Importantly for LGBTs, the Safe Schools Improvement Act would also compel both the state and district to document incidents of bullying which would, for the first time, give an overview of the true situation and what types of bullying are prevalent in schools, meaning that more accurate ways to combat such problems could then be devised.
When introducing the Safe Schools Improvement Act to the House, Rep. Linda Sánchez highlighted the need for this important legislation when she said:
“It is time we combat outdated and erroneous beliefs that downplay the seriousness of bullying… bullying is not a harmless “rite of passage” and can no longer be brushed off as child’s play… bullying can cause children to become anxious, fearful, unhappy, and even cause them to be physically sick… three-quarters of all school shooting incidents have been linked to bullying and harassment, and victims of bullying and harassment are more likely to be depressed or suicidal.”
Co-sponsor Rep. Ileana Ros-Lehtinen (R-FL) highlighted why she was heading the bipartisan support for the bill:
“These past few months have seen cruel stories on national television of young children taking their own lives because they could no longer live with the scorn and shame heaped on them at school by other children, causing much justifiable indignation in the communities affected… I urge my colleagues to pass this bill and help the countless children all across our nation who would consider taking their own lives rather than face another day at school. This is not what schools were intended for.”
Eleven-year-old Carl Joseph Walker-Hoover from Massachusetts is one of those tragic cases Rep. Ros-Lehtinen mentions. He hung himself in April this year after enduring months of torturous bullying.
As this GLSEN report documents, Carl never identified as gay himself but was constantly called it.
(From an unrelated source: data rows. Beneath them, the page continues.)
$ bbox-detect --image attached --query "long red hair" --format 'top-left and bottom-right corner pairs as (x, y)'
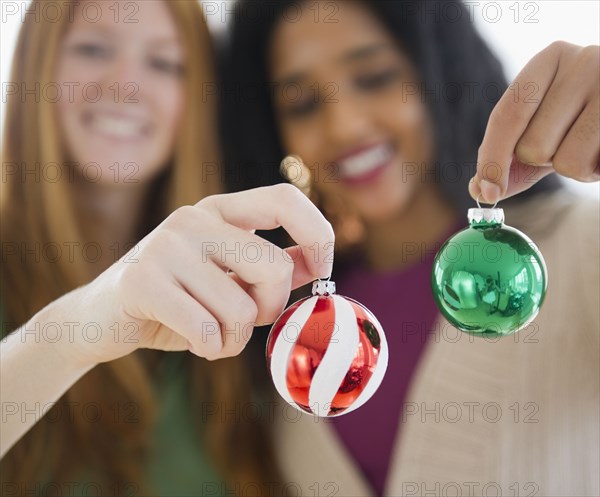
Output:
(0, 0), (277, 495)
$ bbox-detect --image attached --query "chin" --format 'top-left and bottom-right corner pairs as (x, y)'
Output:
(357, 196), (408, 222)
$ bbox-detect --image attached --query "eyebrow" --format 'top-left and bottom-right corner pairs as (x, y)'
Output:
(278, 43), (393, 86)
(342, 43), (392, 62)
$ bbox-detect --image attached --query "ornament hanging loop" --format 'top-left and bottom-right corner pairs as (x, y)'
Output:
(467, 194), (504, 226)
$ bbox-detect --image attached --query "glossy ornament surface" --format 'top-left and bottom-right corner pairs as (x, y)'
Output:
(266, 281), (388, 417)
(431, 208), (548, 337)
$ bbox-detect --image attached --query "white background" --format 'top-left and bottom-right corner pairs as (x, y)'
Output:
(0, 0), (600, 198)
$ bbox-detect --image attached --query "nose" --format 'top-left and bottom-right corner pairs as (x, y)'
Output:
(103, 48), (143, 103)
(323, 91), (372, 148)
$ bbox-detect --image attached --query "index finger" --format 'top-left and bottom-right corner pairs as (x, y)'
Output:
(469, 47), (558, 204)
(196, 183), (335, 278)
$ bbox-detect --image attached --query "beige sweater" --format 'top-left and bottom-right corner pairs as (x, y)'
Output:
(277, 192), (600, 497)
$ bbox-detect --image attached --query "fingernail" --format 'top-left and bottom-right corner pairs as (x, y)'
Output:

When his mother approached the New Leadership Charter School, Springfield, to deal with the issue, her pleas fell on deaf ears. They had no policy to deal with such taunts. And then it was too late.
Jaheem Herrera, also eleven, is another victim. He returned home after a seemingly normal day at school in April and handed over a glowing report card of As and Bs. By dinner that evening, Jaheem had hung himself in his bedroom because of the taunts he faced daily at school.
“He used to say Mom they keep telling me this … this gay word, this gay, gay, gay. I’m tired of hearing it, they’re telling me the same thing over and over.” Jaheem’s mother told CNN in an interview about Jaheem’s final days. She goes on to say that Jaheem just got “…tired of talking… to teachers, counselors and nobody doing anything — and the best way out is death”.
But it doesn’t have to be. This spate of children taking their own lives due to the physical and emotional bullying they receive for being LGBT, for being black, for their religion or ethnicity, we can put a stop to this.
Support the Safe Schools Improvement Act by signing this Care2 petition and urging congress to support this important legislation. One minute out of your day signing this petition could literally save a young person’s life and give them a future that, right now, they can’t see because of the bullying that they endure on a daily basis. School should be a safe and brilliant experience. Let’s make sure it is.